45 sin Víctor Jara: asesinado, pero nunca silenciado

45 sin Víctor Jara: asesinado, pero nunca silenciado
16 de septiembre de 2018 REUTERS - ARCHIVO

   SANTIAGO DE CHILE, 16 Sep. (Notimérica) -

   La dictadura de Pinochet no lo sabía, pero el pueblo convierte a los héroes muertos en mártires. 45 años después del cruento asesinato del cantautor chileno Víctor Jara, nadie ha sido capaz de callar la voz revolucionaria de este icono chileno, que se ha convertido en un símbolo de rebeldía y resistencia a nivel internacional.

   La vida de Jara comenzaba el 28 de octubre de 1938 en el seno de una familia campesina, junto a la que muy pronto la necesidad le obligó a trabajar. Conoció pronto la música, primero fascinado por el folclore local y luego, por el que terminaría siendo su sello personal: la canción protesta.

   Fuertemente vinculado a las reclamaciones populares y participando en protestas como la contraria a la guerra de Vietnam, Jara comienza a mezclar la música tradicional chilena con letras de intenso contenido social que lo convertirían en uno de los máximos representantes de 'La nueva canción chilena'.

   Comunista convencido, apoyó la campaña del presidente Salvador Allende, quien más tarde le nombraría embajador cultural del país, lo que le llevaría a participar en numerosos eventos políticos y culturales internacionales, como en el apoyo a la concesión del Nobel a otro artista comunista chileno, Pablo Neruda.
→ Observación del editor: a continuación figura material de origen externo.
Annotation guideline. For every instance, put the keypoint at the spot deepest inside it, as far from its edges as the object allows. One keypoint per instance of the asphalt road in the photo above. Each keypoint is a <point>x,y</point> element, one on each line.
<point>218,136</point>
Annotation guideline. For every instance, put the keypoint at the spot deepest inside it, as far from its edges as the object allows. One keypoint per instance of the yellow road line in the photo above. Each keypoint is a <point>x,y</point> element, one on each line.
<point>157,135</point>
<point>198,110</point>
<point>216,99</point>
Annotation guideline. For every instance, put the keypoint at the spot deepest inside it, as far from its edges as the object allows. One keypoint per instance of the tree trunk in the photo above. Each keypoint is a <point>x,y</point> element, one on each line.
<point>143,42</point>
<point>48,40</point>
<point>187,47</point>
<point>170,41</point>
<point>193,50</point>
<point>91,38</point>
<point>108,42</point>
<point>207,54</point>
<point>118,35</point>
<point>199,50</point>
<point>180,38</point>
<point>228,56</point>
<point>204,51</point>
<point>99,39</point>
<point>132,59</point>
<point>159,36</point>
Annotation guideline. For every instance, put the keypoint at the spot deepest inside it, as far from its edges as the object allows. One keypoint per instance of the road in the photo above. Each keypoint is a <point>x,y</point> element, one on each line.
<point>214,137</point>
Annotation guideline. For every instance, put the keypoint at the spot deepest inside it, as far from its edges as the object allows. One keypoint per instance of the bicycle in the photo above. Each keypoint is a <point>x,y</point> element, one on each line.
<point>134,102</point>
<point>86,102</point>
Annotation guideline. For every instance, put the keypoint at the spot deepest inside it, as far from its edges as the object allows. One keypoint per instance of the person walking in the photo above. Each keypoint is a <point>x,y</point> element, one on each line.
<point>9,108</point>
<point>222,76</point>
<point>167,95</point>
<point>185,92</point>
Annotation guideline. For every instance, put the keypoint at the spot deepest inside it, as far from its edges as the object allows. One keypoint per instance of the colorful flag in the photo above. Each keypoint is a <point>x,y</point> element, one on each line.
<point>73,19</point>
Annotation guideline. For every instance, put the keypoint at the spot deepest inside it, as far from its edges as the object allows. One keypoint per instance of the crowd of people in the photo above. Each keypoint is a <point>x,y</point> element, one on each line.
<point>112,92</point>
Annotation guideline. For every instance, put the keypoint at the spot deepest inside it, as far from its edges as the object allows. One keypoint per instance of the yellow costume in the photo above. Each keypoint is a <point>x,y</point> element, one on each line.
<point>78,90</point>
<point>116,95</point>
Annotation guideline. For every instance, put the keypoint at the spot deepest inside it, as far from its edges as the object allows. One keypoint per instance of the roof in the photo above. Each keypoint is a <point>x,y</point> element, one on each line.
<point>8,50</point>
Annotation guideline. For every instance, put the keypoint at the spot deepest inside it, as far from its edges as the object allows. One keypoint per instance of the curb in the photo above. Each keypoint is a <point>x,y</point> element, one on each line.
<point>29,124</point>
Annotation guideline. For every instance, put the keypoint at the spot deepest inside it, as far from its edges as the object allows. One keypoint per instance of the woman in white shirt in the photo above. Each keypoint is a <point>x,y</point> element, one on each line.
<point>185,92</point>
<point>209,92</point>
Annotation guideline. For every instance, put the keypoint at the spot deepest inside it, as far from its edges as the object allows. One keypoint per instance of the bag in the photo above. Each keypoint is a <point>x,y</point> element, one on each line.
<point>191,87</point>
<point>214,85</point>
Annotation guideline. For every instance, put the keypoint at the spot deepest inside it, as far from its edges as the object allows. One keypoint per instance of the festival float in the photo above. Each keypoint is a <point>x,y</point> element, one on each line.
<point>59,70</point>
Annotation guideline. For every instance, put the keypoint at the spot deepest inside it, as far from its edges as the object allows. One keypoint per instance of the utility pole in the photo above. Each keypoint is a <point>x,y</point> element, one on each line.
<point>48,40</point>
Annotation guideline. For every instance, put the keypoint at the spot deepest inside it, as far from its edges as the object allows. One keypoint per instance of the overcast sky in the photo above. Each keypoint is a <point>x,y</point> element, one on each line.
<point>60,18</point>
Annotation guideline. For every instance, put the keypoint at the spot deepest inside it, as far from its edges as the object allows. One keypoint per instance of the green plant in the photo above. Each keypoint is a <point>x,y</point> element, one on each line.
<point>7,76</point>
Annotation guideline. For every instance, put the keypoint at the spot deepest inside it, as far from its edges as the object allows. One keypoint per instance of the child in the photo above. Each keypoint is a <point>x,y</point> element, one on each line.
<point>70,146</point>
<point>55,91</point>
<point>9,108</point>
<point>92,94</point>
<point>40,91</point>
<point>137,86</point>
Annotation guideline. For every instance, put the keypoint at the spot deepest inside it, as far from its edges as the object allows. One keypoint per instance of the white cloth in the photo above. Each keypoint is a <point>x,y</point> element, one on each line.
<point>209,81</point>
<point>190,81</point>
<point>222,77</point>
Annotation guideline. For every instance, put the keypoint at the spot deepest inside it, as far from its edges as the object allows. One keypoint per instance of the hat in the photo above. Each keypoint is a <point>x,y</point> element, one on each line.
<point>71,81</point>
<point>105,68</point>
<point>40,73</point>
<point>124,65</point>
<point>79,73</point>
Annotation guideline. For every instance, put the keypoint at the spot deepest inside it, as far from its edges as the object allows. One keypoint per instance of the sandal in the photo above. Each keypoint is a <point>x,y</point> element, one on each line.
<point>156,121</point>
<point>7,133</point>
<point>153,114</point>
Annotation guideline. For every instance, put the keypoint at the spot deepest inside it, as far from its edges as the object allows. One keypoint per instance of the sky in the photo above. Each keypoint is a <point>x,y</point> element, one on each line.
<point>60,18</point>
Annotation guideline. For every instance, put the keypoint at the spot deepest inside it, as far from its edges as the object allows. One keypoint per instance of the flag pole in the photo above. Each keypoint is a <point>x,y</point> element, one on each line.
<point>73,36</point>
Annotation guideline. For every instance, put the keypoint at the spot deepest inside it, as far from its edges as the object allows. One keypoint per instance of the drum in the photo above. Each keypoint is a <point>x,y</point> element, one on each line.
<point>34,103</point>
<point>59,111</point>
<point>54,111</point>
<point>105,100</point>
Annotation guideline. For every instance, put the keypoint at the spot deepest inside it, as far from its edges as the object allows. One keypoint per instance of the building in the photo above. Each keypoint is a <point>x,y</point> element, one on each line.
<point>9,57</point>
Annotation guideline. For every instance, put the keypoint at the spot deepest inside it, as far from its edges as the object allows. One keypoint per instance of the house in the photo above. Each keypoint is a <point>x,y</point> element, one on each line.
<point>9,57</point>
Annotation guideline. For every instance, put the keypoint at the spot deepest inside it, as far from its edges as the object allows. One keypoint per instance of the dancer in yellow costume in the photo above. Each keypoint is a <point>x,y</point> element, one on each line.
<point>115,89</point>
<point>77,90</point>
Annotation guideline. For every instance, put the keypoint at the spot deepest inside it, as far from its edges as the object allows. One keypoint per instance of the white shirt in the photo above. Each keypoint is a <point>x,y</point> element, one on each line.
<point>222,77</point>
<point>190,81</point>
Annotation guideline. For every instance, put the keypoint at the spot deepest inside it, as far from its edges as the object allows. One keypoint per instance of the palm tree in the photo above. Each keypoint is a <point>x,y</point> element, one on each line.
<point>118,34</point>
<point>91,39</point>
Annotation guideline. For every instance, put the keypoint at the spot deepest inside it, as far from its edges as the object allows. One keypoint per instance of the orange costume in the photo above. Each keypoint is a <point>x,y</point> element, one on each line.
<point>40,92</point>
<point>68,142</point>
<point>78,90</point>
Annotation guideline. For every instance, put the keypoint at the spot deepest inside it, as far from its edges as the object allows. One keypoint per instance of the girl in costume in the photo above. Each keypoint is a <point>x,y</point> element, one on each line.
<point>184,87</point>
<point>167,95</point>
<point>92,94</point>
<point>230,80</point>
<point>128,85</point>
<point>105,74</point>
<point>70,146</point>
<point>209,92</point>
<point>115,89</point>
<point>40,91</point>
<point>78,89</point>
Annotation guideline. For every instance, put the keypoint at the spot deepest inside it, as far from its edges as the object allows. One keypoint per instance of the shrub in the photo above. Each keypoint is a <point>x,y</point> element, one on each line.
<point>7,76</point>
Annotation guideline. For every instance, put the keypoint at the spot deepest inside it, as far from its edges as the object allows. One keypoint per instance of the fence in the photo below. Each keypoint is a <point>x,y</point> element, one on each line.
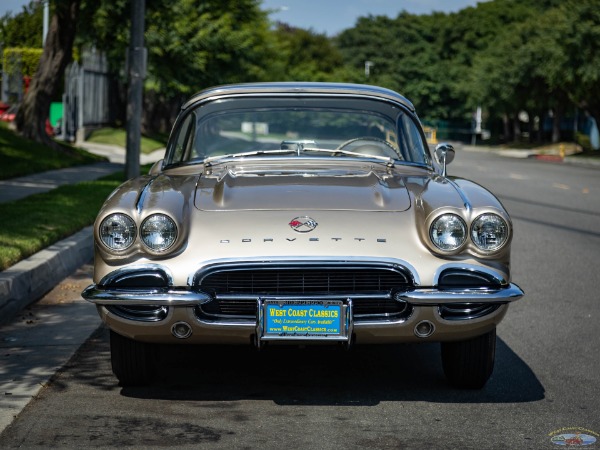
<point>86,96</point>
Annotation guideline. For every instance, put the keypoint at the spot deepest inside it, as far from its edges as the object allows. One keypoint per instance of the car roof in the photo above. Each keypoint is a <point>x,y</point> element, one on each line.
<point>301,88</point>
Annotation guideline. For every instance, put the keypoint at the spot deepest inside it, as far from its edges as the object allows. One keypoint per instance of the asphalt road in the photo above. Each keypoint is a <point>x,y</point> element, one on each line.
<point>546,381</point>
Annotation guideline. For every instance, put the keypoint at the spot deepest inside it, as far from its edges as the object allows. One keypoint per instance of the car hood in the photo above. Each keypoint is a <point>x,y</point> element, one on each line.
<point>243,188</point>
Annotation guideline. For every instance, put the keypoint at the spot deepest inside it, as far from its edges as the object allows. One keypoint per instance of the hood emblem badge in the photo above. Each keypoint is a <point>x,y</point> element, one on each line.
<point>303,224</point>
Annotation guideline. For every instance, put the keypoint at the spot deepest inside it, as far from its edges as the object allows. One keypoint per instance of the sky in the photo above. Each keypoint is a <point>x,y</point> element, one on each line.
<point>333,16</point>
<point>325,16</point>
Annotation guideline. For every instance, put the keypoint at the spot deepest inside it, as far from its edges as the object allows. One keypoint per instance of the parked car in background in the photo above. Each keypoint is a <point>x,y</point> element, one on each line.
<point>299,214</point>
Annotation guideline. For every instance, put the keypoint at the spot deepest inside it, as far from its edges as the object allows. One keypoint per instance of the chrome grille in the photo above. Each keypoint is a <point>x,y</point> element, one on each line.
<point>303,281</point>
<point>236,290</point>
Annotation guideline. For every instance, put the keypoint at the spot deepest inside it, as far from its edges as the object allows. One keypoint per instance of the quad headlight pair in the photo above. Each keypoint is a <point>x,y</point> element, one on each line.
<point>118,232</point>
<point>489,232</point>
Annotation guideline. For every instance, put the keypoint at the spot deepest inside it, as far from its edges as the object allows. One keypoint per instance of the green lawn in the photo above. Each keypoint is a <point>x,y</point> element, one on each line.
<point>20,156</point>
<point>35,222</point>
<point>117,136</point>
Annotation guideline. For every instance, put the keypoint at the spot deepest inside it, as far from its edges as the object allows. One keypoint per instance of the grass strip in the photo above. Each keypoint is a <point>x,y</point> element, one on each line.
<point>35,222</point>
<point>118,136</point>
<point>19,156</point>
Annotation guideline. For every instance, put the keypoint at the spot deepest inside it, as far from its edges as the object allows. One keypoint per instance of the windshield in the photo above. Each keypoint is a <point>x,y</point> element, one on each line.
<point>302,127</point>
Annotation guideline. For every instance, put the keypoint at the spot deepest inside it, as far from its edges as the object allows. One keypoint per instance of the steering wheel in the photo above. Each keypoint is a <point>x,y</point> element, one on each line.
<point>370,146</point>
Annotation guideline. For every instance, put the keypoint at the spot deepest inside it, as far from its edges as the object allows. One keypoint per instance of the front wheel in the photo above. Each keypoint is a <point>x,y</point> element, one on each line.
<point>469,364</point>
<point>133,362</point>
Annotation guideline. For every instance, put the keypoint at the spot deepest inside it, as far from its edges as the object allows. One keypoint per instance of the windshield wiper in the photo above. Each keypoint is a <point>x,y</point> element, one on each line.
<point>390,161</point>
<point>209,159</point>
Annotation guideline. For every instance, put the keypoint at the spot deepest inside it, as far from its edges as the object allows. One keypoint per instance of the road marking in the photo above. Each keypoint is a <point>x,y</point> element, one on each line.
<point>516,176</point>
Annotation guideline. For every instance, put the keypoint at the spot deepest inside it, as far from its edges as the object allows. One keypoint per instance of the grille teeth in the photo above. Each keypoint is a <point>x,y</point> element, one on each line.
<point>236,290</point>
<point>302,282</point>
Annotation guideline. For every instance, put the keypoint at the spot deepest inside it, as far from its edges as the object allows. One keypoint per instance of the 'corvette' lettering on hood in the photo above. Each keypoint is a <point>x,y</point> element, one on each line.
<point>355,191</point>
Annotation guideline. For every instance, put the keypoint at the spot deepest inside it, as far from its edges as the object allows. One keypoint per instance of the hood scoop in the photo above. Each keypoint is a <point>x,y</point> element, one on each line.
<point>322,190</point>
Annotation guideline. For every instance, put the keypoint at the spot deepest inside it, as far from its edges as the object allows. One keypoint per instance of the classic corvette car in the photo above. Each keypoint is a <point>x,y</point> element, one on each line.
<point>299,214</point>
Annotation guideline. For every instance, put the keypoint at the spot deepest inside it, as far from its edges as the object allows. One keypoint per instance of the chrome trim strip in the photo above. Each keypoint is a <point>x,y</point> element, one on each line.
<point>433,297</point>
<point>140,200</point>
<point>470,268</point>
<point>385,296</point>
<point>466,202</point>
<point>158,297</point>
<point>265,261</point>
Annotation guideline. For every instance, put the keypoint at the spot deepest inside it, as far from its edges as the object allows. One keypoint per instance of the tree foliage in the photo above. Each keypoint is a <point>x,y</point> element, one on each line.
<point>506,56</point>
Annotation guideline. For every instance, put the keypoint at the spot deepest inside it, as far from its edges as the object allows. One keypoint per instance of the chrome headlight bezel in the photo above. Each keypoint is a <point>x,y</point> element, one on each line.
<point>158,233</point>
<point>486,224</point>
<point>448,233</point>
<point>120,235</point>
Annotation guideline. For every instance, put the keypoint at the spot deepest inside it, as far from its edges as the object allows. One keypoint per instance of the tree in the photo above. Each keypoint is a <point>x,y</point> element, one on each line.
<point>23,29</point>
<point>33,113</point>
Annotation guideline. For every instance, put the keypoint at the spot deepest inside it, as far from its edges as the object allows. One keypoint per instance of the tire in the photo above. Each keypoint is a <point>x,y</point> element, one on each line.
<point>133,362</point>
<point>469,364</point>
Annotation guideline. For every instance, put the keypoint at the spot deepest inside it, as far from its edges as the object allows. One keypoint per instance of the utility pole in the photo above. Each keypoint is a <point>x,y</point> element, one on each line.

   La prometedora carrera y vida de Jara se truncarán el 11 de septiembre de 1973 a la edad de 35 años, sin que pueda llegar a cumplir ni uno más. Respaldado por las Fuerzas Armadas chilenas, Augusto Pinochet da un golpe de Estado en Chile, toma el Palacio de La Moneda y tras una dura resistencia, cae Allende.

   Comienza entonces uno de los episodios más duros de la historia en el que cientos de personas relacionadas con el gobierno anterior o denunciadas por resistencia al régimen son encarceladas, torturadas y asesinadas. Uno de ellos sería Víctor Jara.

   El mismo 11 de septiembre Jara fue secuestrado y apresado en el Estadio de Chile, actual Estadio Víctor Jara, junto con otros artistas, intelectuales y universitarios que rechazaban frontalmente el golpe.

   Hasta su muerte, el 16 de septiembre, el cantautor fue sometido a todo tipo de torturas y maltratos, entre los que se cuentan simulaciones de fusilamiento, golpes, patadas, humillaciones y agresiones de extrema violencia llegando incluso a cortarle la lengua.

   Intentaron callarlo, pero fue inútil. El cantautor de temas eternos como 'Te recuerdo Amanda', 'A deslambrar' o 'El arado' suena alto en Chile y en el mundo. La ignorancia y el odio mataron a Jara, sin saber que lo convertirían en un arma cargada de cultura, rebeldía y arte que, aún hoy, nos representa.